Loudoun school leaders are working to fix two of the biggest complaints brought up by bus drivers: expensive health insurance plans and not enough hours.
The steadily growing school system is facing a severe bus driver shortage, with as many as 160 vacant positions out of a total of more than 700 needed to transport Loudoun students to and from school.
In an effort to attract and retain drivers, the Loudoun County School Board is scheduled tomorrow to approve a plan to make health insurance costs level for all employees who work at least 20 hours a week.
That reverses a board decision from 2014 when it adopted a policy requiring employees to work at least 21 hours a week to qualify for health care benefits. Premiums are charged on a sliding scale for employees who work between 21 and 30 hours.

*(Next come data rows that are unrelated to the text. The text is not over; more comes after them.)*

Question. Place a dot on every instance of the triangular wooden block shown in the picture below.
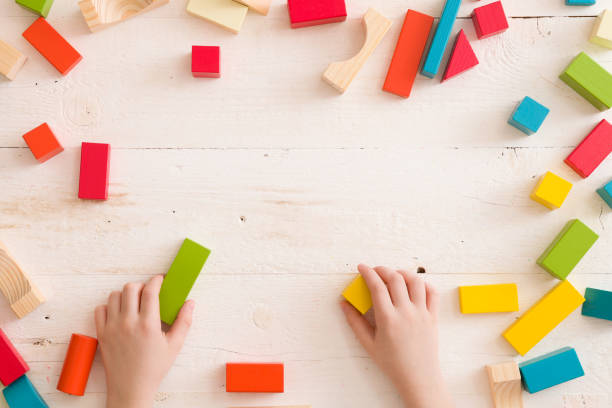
(462, 58)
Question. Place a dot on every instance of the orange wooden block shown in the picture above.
(254, 377)
(43, 143)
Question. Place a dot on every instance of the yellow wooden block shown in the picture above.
(544, 316)
(358, 295)
(551, 191)
(225, 13)
(488, 298)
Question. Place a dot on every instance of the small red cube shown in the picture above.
(205, 61)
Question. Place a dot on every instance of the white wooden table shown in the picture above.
(292, 185)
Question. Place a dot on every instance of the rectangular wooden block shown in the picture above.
(254, 377)
(593, 150)
(180, 278)
(551, 369)
(568, 248)
(408, 53)
(543, 317)
(95, 165)
(598, 304)
(489, 298)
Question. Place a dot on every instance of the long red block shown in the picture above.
(589, 154)
(304, 13)
(12, 365)
(408, 53)
(93, 180)
(246, 377)
(52, 46)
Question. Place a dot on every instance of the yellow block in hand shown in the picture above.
(488, 298)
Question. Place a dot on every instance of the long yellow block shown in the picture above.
(488, 298)
(544, 316)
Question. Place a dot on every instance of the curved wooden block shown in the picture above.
(100, 14)
(341, 74)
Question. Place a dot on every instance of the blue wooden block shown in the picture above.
(22, 394)
(598, 304)
(440, 39)
(528, 116)
(550, 369)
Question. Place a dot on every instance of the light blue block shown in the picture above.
(528, 116)
(598, 304)
(22, 394)
(440, 39)
(550, 369)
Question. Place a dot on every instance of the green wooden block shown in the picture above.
(564, 253)
(180, 279)
(590, 80)
(40, 7)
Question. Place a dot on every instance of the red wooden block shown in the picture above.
(489, 20)
(304, 13)
(408, 52)
(95, 161)
(205, 61)
(12, 365)
(52, 46)
(462, 57)
(246, 377)
(585, 158)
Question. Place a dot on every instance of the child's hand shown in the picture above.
(136, 353)
(404, 342)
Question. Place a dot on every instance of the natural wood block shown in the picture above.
(101, 14)
(11, 60)
(340, 74)
(22, 295)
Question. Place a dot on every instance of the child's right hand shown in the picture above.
(404, 341)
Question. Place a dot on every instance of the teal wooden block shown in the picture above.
(598, 304)
(550, 369)
(440, 38)
(22, 394)
(180, 279)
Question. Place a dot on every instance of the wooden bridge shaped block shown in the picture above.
(254, 377)
(543, 317)
(551, 191)
(505, 384)
(180, 278)
(489, 298)
(340, 74)
(22, 295)
(11, 60)
(551, 369)
(100, 14)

Scrapping that model could save hundreds of dollars a year for the school system’s 157 employees who work between 20 and 24 hours a week. A 25-hour-a-week employee on an open access family plan is paying $829.76 per month. Under the plan expected to be approved, that monthly premium will drop to $350.46 per month.
“We’ve seen problems with recruiting and retention with bus drivers primarily because of the cost of health insurance premiums,” Director of Employee Benefits Gabrielle L. Cotman told the School Board at a Nov. 29 work session. “The impact of having a tiered premium rate is our benefits package is less competitive when compared to surrounding school divisions and it also causes our most low-wage earners to pay more for insurance.”
Plus, she said, it takes a lot of her team’s time to process the paperwork for the employees on the tiered insurance plans.
Leigh Burden, assistant superintendent of finance, estimates getting rid of the sliding scale model will cost the school system about $150,000 per year. If it is approved by the board tomorrow, the changes would go into effect next month.
David Palanzi, president of school employee advocate group Loudoun Education Association, sounded hopeful ahead of the School Board’s vote to adopt the new plan tomorrow. He said board members seem to be taking drivers’ concerns seriously.
“They are definitely moving in the right direction for transportation,” he said.
But it’s too soon to tell if the changes will get more drivers behind the wheel of the buses. Referring to the personnel report the School Board gets twice a month, Palanzi said, “They are treading water. It looks like for every one they hire, another leaves.”
In the past two years, 203 bus drivers, substitute drivers, trainers and attendants have left, according to the school system. In that time, 132 have been hired on.